Aveva pronunciate quelle parole
con un tono così grave, che l'indiano ne fu colpito.
- C'è qualche cosa in aria? -
chiese.
- Ma... non si sa ancora. Corrono
delle voci che inquietano la Tigre della Malesia.
- E quali?
- Che gli inglesi abbiano
intenzione di farci sloggiare da Mompracem. È un po' di tempo che tutti gli
atti di pirateria che succedono lungo le coste occidentali dell'isola li
addebitano a noi, quantunque da molti anni i nostri prahos dormano sulle
loro àncore. Dicono che la nostra presenza incoraggia i pirati costieri e che
noi direttamente o indirettamente li aizziamo contro le navi che si recano a
Labuan. Frottole, ma già tu conosci la doppiezza del leopardo inglese.

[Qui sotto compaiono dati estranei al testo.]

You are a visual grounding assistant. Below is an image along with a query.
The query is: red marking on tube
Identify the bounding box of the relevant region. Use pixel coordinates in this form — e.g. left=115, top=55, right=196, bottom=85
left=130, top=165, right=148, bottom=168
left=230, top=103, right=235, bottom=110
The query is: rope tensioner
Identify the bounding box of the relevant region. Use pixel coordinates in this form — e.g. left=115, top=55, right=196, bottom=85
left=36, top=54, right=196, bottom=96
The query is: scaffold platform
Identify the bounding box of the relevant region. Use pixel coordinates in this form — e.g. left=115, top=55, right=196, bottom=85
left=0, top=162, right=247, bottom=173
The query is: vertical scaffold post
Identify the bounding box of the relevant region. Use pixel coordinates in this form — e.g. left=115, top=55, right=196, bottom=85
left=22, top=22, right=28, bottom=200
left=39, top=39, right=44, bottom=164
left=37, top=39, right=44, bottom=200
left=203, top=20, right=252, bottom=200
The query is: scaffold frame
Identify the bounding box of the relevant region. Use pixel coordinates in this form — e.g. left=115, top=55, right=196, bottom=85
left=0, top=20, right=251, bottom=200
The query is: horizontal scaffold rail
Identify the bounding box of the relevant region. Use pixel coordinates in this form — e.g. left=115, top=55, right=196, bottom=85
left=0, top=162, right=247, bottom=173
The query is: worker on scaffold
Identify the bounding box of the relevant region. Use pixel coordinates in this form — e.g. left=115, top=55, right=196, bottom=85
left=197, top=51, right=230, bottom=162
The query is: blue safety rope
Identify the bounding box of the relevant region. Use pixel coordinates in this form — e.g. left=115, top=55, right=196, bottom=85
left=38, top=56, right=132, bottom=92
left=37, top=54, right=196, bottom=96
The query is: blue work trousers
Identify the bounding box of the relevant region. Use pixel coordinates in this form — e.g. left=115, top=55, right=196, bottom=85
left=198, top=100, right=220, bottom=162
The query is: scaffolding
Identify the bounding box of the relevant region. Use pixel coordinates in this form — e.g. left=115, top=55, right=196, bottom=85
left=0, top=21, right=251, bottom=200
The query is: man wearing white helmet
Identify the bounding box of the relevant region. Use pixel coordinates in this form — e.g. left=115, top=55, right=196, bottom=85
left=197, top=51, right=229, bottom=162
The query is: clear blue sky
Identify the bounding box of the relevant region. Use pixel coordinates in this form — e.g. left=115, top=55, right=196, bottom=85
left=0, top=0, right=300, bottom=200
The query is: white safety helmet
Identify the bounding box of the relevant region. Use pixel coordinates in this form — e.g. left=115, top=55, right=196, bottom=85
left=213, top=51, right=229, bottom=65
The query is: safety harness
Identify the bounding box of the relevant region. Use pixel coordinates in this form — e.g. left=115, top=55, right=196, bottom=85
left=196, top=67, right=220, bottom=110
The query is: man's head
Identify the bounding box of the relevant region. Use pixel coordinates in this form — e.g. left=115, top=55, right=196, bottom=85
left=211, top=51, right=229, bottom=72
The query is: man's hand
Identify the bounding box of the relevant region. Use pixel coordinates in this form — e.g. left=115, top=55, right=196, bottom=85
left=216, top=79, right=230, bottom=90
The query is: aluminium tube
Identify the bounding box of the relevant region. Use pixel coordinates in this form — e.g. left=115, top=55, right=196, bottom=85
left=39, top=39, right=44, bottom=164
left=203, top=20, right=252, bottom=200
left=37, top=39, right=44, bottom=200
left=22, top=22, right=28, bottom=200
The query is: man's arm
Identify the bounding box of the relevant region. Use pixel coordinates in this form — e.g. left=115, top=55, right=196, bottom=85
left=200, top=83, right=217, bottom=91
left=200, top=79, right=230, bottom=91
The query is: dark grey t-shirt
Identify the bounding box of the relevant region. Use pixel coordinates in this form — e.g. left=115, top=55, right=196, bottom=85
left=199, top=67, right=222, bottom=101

- E anche la sua ingratitudine, -
disse l'indiano. - Ecco come vorrebbero compensarci d'aver liberata l'India
dalla setta dei thugs. E Sandokan cederebbe?
- Lui! Ah! Quell'uomo è capace di
gettare il guanto di sfida contro tutta l'Inghilterra e di...
Un lontano colpo di cannone gli
aveva interrotta la frase.
- Hai udito? - esclamò, balzando
in piedi in preda ad una vivissima agitazione.
- Sì, il cannone tuona verso il
sud.
- I dayaki attaccano la Marianna!
- Seguimi
sull'osservatorio, Yanez, - disse Tremal-Naik. - Di lassù potremo
udire meglio da quale parte giungono gli spari.